Na drugim planie opowieści Joanny Kowalczyk-Bednarczyk znajduje się człowiek. Przede wszystkim naukowczyni Karolina i jej synek Benek, którzy przedstawieni są w analogii do Małego Niedźwiadka i jego matki. Karolina ma na swoim koncie sukces – wraz z kolegą udało jej się doprowadzić do wyznaczenia w odpowiednim miejscu rezerwatu przyrody. To oczywiście nie byle jakie miejsce, bowiem znajduje się w nim stara jodła, wprost idealnie nadająca się na niedźwiedzią gawrę. Dzięki działaniom naukowców rzeczywiście została ona zasiedlona, a jej mieszkańcem został właśnie główny bohater tej książki, czyli Mały Niedźwiadek.
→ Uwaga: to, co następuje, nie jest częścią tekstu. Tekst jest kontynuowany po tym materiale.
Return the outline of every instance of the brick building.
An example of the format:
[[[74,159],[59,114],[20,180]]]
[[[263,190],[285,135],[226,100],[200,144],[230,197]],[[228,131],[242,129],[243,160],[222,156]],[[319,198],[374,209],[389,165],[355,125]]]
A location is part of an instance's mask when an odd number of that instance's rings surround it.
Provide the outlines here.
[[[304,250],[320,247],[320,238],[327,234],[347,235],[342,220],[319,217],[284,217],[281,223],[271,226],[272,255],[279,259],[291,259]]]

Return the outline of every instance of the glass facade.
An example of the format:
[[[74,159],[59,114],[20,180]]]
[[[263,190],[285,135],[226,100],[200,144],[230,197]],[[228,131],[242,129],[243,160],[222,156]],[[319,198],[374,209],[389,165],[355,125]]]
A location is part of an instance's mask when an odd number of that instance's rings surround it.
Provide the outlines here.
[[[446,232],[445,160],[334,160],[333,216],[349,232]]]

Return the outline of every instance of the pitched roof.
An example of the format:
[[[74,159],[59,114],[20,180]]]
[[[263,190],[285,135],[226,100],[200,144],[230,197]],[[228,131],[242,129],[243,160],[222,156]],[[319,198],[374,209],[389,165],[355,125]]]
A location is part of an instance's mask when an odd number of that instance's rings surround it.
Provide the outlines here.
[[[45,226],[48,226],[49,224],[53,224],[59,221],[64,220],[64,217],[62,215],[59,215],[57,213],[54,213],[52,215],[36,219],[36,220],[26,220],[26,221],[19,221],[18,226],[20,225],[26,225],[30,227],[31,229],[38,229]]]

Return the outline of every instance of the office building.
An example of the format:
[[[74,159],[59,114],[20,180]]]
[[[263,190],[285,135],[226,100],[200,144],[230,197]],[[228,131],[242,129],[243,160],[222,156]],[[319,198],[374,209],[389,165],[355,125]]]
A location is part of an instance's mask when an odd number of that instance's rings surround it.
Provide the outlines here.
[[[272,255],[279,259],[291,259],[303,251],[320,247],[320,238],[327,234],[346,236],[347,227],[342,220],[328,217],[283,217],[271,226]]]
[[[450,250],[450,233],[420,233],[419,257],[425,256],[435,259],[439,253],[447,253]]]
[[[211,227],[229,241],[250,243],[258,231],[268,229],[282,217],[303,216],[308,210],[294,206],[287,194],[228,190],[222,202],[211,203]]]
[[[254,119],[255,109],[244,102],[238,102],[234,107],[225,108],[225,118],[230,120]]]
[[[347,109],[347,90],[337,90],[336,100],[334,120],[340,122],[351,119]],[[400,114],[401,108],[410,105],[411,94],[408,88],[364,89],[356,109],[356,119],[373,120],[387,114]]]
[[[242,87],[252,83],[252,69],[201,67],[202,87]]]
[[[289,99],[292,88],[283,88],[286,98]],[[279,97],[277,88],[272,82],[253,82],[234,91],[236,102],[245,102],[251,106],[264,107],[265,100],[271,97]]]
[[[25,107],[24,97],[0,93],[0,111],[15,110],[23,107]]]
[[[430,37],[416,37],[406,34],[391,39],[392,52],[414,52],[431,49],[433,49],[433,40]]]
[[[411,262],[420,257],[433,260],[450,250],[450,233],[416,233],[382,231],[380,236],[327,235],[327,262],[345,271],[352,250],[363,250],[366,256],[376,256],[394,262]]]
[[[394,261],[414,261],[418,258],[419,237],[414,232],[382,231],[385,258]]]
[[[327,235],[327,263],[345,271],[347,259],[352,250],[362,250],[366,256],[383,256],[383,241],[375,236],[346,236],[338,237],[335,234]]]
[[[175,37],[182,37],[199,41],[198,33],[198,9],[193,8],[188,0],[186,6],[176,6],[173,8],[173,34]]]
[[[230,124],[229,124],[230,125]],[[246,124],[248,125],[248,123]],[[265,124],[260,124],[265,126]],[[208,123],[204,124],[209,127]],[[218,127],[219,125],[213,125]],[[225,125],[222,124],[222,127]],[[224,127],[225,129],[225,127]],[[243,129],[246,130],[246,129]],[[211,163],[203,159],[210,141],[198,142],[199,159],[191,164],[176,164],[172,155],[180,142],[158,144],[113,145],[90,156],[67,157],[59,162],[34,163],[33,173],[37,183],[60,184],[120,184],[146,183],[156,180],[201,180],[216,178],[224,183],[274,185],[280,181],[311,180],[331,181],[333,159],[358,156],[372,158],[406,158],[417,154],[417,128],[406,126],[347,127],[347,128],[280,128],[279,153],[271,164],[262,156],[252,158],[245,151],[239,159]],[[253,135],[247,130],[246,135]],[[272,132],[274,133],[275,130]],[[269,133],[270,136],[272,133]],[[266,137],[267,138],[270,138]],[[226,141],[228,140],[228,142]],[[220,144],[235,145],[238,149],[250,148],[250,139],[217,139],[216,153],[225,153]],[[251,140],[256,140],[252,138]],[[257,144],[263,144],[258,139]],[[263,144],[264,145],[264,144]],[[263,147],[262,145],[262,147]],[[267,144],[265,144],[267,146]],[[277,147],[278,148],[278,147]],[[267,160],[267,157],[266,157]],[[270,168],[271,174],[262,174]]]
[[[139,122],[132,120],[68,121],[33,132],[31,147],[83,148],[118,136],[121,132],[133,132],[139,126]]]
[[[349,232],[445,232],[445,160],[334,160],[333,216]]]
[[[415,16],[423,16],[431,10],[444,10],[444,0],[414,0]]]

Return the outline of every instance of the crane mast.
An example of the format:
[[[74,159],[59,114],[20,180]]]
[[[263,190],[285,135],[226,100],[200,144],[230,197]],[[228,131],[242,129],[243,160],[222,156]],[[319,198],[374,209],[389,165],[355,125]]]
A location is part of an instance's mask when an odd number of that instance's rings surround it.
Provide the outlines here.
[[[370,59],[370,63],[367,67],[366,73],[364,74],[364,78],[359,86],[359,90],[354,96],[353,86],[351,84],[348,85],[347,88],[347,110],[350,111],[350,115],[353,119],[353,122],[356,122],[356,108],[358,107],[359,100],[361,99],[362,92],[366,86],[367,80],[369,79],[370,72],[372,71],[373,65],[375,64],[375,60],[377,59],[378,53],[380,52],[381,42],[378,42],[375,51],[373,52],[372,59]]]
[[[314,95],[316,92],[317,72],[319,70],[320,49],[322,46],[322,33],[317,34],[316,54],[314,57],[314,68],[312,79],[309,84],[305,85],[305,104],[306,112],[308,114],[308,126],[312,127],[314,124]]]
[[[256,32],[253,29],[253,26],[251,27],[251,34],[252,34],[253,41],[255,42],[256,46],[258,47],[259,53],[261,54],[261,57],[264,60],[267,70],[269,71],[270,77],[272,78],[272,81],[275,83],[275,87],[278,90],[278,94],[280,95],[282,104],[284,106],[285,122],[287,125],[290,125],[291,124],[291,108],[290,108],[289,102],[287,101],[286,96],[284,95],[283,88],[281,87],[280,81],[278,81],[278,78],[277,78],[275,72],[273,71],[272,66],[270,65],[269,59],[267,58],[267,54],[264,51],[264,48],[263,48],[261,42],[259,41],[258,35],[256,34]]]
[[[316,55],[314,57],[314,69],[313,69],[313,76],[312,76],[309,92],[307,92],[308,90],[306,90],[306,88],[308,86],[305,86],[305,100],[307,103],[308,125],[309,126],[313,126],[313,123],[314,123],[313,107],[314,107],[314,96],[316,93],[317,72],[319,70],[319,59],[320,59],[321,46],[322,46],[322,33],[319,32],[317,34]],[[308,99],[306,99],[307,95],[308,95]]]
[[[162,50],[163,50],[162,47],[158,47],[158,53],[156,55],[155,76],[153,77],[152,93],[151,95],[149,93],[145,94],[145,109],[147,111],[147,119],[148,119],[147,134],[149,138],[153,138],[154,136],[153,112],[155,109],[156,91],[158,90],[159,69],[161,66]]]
Historia Joanny Kowalczyk-Bednarczyk nie ma żadnych pretensji do artyzmu czy oryginalności, ale nie po to powstała. Jej głównym zadaniem jest przybliżenie zwyczajów wciąż występującego w Polsce niedźwiedzia brunatnego. Książka robi to nie tylko skutecznie, ale chwilami wręcz wzruszająco. Tę pożyteczną i udaną publikację z satysfakcją polecam – szczególnie dzieciom, które przejawiają zamiłowanie do dzikiej przyrody. Oprawa twarda, szyta.

Dreszczowce

Autor: R.L. Stine
Wydawnictwo Kropka

Poziom czytelniczy BD II/III

Robert Lawrence Stine słynie z pisania horrorów dla dzieci i młodzieży. Poprzednio na liście polecaliśmy tytuł „Kill czyli zabić” (P. 1/2022). Dzisiaj prezentujemy zbiór dziesięciu opowiadań dla dzieci, które, jak sam tytuł głosi, mają wzbudzać dreszcze w czytelniku. Są tu charakterystyczne dla thrillerów zwroty akcji, narracja trzymająca w napięciu, elementy fantastyczne i nadprzyrodzone. Każde opowiadanie dotyczy innej historii i nie łączą się one w całość. Akcja opowiadań rozgrywa się w świecie współczesnym, zabarwionym fantastyką.

Niezwykłe przygody przytrafiają się dziecięcym bohaterom, mierzącym się z różnymi lękami i problemami. Czytelnik za sprawą opowiadań pozna chłopca, któremu zatrzymał się czas lub dziewczynkę, opiekującą się naprawdę strasznymi dziećmi, trafi do nawiedzonego domu lub auta, spotka robale i duchy. Opowiadania mają odpowiednią dla dzieci dawkę grozy, ale też sporo humoru. Historie pobudzają także do refleksji, ponieważ fabuła często krąży wokół rzeczywistych problemów dzieci i nastolatków, takich jak rówieśnicze kłótnie lub poczucie osamotnienia. Bardzo polecam, oprawa twarda, szyta.

Żaba

Autorka: Anja Franczak
Ilustracje: Marianna Sztyma
Wydawnictwo Albus

Poziom czytelniczy BD I/II

Anja Franczak jest założycielką Instytutu Dobrej Śmierci, który wspiera osoby, będące w żałobie. Jej najnowsza książka „Żaba” ma pomóc dzieciom zrozumieć, co się dzieje, kiedy ktoś bliski umiera. Ucieleśnieniem stanu żałoby w prezentowanej historii jest żaba, która pojawia się w życiu dziewczynki po śmierci babci. Kilkuletnia bohaterka jest smutna i wściekła, lecz na początku nie pozwala sobie na oznaki słabości. Jej nowa towarzyszka namawia ją do tego, by wyzwolić z siebie emocje, bo czasem płacz i krzyk są konieczne, by odczuć ulgę. Obie bohaterki w końcu oswajają się ze swoją obecnością, a nawet stają się przyjaciółkami – w końcu żaba ma moc przywoływania wspomnień z babcią. Po pewnym czasie żałobna towarzyszka staje się niewidoczna, pojawia się tylko w momentach tęsknoty za babcią. Dziewczynka dzięki żabie pogodziła się ze stratą bliskiej osoby, nauczyła się wyzwalać emocje i zrozumiała, że śmierć jest nieodłącznym elementem życia.

Książka jest wyjątkowa i bardzo potrzebna. Za sprawą prostej symboliki z żabą w roli głównej, uczy i daje nadzieje. Piękne ilustracje Marianny Sztymy wpisują się w klimat książki, ale nie znaczy to, że są przygnębiające, wręcz przeciwnie – mimo dominacji szarości, są bardzo łagodne i miłe dla oka. Bardzo polecam tę książkę każdej bibliotece. Uważam, że rozmowy o śmierci, choć do łatwych nie należą, powinny być oswajane. Oprawa twarda, szyta.